4. Non-optimal Routes

Previously, we considered only the optimal taxi routes, in which the total distance between cars and hotels would be minimal. However, it is interesting to see how the optimal picture differs from the most non-optimal one.

To do this, you need to transform the cost matrix so that the minimum numbers become minimum and vice versa. You can add the following line to the code after the line M / = M.max ():

M = - M

As a result, the distance matrix will look like this:

And the routes will be rearranged as follows:

You can compare the optimal and non-optimal routes. You just need to add id to the dataset for non-optimal routes, that is, by making a join with another Hotels dataset, but with different id.

The difference between the optimal and non-optimal picture will be like this:

To calculate the total distances of all routes, we use the formula for the geometric distance between two points:

IF [Non Optimal]=TRUE THEN
SQRT(([Latitude (Hotels)]–[Latitude])^2 + ([Longitude (Hotels)]–[Longitude])^2)
ELSE
SQRT(([Latitude (Hotels NonOptimal)]–[Latitude])^2 + ([Longitude (Hotels NonOptimal)]–[Longitude])^2)
END

To convert distances to miles, you can modify the Distance formula:

IF [Non Optimal]=true THEN
69*SQRT(([Latitude (Hotels)]–[Latitude])^2 +
([Longitude (Hotels)]*COS(RADIANS([Longitude (Hotels)]))-
[Longitude]*COS(RADIANS([Longitude])))^2)
ELSE
69*SQRT(([Latitude (Hotels NonOptimal)]–[Latitude])^2 +
([Longitude (Hotels NonOptimal)]*COS(RADIANS([Longitude (Hotels NonOptimal)]))-
[Longitude]*COS(RADIANS([Longitude])))^2)
END

69 miles in one degree – this is what the number 69 means.
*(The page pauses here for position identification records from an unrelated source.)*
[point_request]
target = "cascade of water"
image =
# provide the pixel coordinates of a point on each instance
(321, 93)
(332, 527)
If kilometers are needed, then 69 must be replaced by 111. The cosine of the angle of longitude, by which longitude is multiplied, compensates for the approach of the meridians to the poles.

The picture below shows the total distance of optimal and non-optimal routes differs by 5 times:

And the final viz:

In this way, we have shown that with the Optimal Transport method significantly reduces transport costs.
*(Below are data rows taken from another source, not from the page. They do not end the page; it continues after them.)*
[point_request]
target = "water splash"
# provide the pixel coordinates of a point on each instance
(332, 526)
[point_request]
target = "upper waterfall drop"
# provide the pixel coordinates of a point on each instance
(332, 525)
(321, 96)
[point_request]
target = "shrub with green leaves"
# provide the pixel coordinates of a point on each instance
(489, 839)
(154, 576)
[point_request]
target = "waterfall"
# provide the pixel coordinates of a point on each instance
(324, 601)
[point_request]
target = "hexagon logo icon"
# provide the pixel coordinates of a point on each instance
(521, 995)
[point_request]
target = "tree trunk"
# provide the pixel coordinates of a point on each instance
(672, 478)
5. Using Optimal Transport in Tableau Animation

Native animation in Tableau has been around for over a year, and there are examples of animated point transitions. For example, Extreme Weather Impacts on Health and Wellbeing by Gary Collins, Disney movies total gross 1937-2016 by yanming.guo, Titanic – Great loss of life from Simon Rowe, my viz about House of Representatives.

I wrote about how to create such visualizations in the article Data driven pictures in Tableau.
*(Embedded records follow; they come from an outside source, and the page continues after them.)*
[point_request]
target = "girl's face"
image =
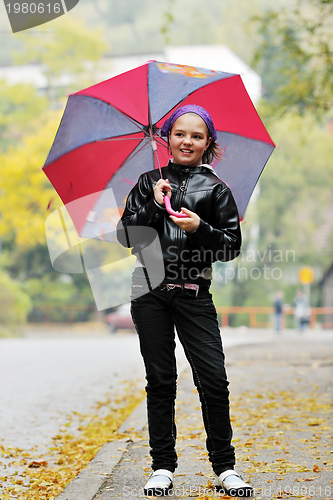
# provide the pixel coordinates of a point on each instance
(188, 140)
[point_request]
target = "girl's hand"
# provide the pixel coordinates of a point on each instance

Transitions from one image to another one usually do not take into account the length of the trajectories between the transition points – it just take the ordinal numbers of the lines in the dataset and numbered in this order. However, you can use Optimal Transport to find minimum transition lengths.

I did this in the visualization ‘Valentine’s Day’, where each dot is one Tableau Public profile:

Here, the same Python script above was used to calculate the transitions. For two adjacent pictures, id points were calculated:

Such animation looks more elegant, and the effect of morphing is created. There are not just chaotic transitions from one point to another. It seems to me that using optimal transport in animation can lead to interesting visualizations.

Attention: as the number of points in your dataset increases, the size of the cost matrix increases dramatically. For example, if the number of points is 4500 in the Valentine’s Day rendering, this matrix contains 4500×4500 = 20250000 numbers. With a significant increase in points, the script will not be able to process them – there will not be enough RAM

Conclusion

The Optimal Transport calculation can be applied for business problems, in transport management systems, logistics, calculating the minimum distances, and, consequently, reducing travel time, energy, fuel costs, etc. This method is also used for image processing. In addition, this method can be used in animation, creating fundamentally different patterns of transitions between points.